Overview of Twitter Design Requirements

Functional Requirements

  1. Post Tweets:

    • Registered users can post one or more Tweets on Twitter.

  2. Delete Tweets:

    • Registered users can delete one or more of their Tweets on Twitter.

  3. Like or dislike Tweets:

    • Registered users can like and dislike public Tweets and their own Tweets on Twitter.

  4. Reply to Tweets:

    • Registered users can reply to the public Tweets on Twitter.

  5. Search Tweets:

    • Registered users can search Tweets by typing keywords, hashtags, or usernames in the search bar on Twitter.

  6. View user or home timeline:

    • Registered users can view the user’s timeline, which contains their own Tweets. They can also view the home’s timeline, which contains followers’ Tweets on Twitter.

  7. Follow or unfollow the account:

    • Registered users can follow or unfollow other users on Twitter.

  8. Retweet a Tweet:

    • Registered users can Retweet public Tweets of other users on Twitter.

Non-functional Requirements

  1. Availability:

    • The service must be highly available with a good uptime percentage due to the time-sensitive nature of the information.

  2. Latency:

    • Near real-time services, such as Tweet distribution, must have low latency.

  3. Scalability:

    • The design should accommodate a read-heavy workload with high scalability, given the 1:1000 write-to-read ratio.

  4. Reliability:

    • Twitter must ensure a reliable strategy to prevent the loss or damage of uploaded content.

  5. Consistency:

    • Effective techniques are needed to ensure consistency in status updates across different regions for user interactions.
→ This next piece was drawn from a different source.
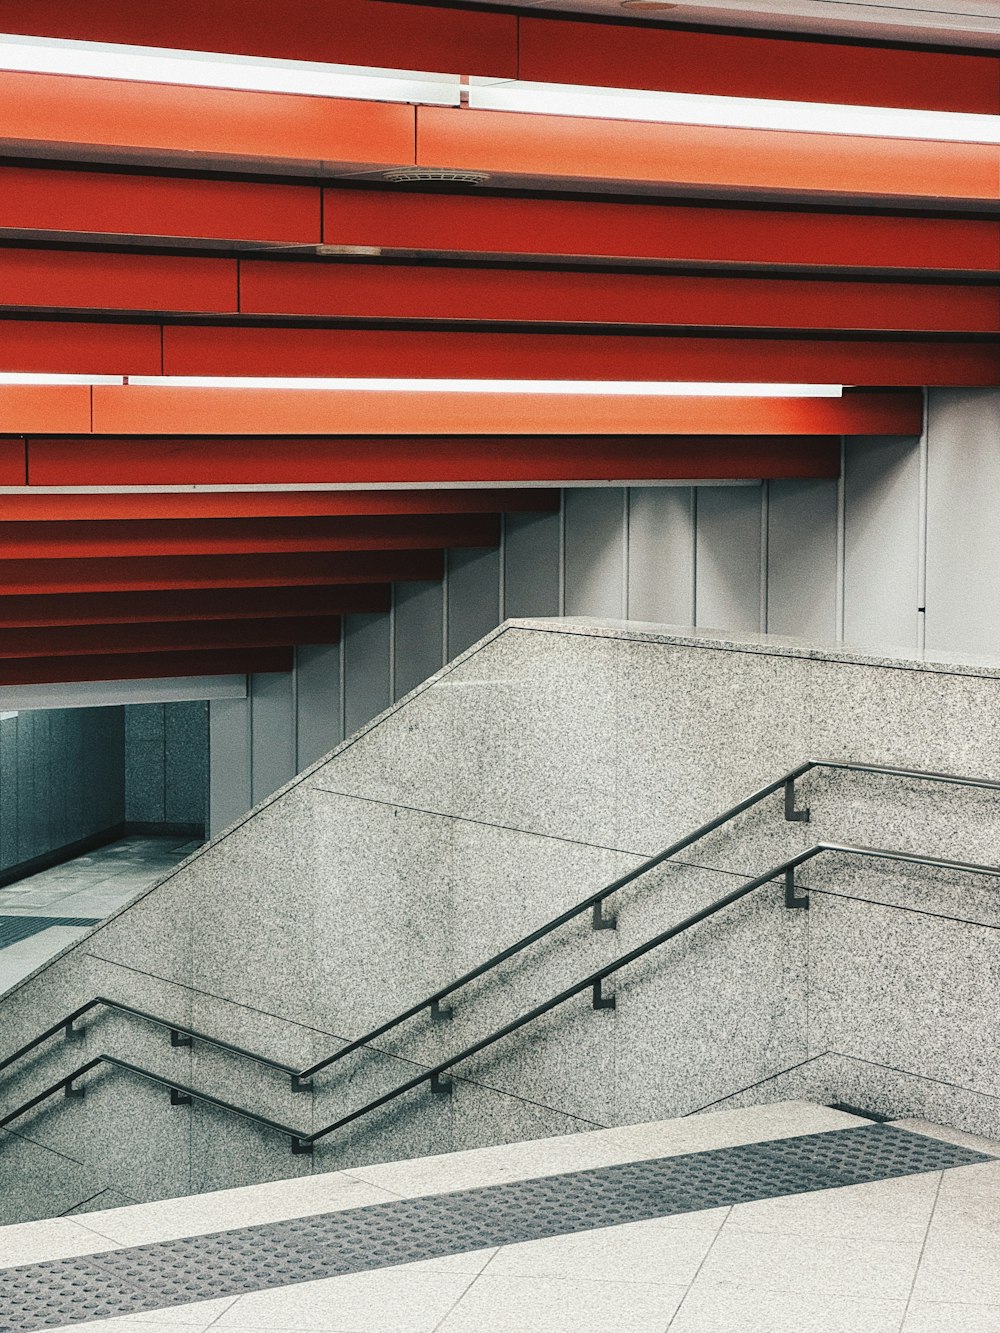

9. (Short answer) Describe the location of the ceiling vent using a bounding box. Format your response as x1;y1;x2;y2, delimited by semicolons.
382;167;492;185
Building Blocks in Twitter Design

  1. DNS:

    • Maps human-friendly Twitter domain names to machine-readable IP addresses.

  2. Load Balancers:

    • Distribute read/write requests among respective services.

  3. Sequencers:

    • Generate unique IDs for Tweets.

  4. Databases:

    • Store metadata of Tweets and users.

  5. Blob Stores:

    • Store images and video clips attached with Tweets.

  6. Key-value Stores:

    • Used for indexing, identifying counters, and managing user-specific data.

  7. Pub-sub:

    • Facilitates real-time processing, eliminating redundant data.

  8. Sharded Counters:

    • Handle counts of various features for accounts with millions of followers.

  9. Cache:

    • Stores frequently requested data in RAM for quick user response.

  10. CDN:

    • Helps end users access data with low latency.

  11. Monitoring:

    • Analyzes incoming and outgoing traffic, identifies storage redundancies, and detects system failures.

User-System Interaction

In the high-level design of Twitter, the user-system interaction involves several components:

  • Users Post Tweets: Tweets from registered users are delivered to the server through a load balancer and stored in persistent storage.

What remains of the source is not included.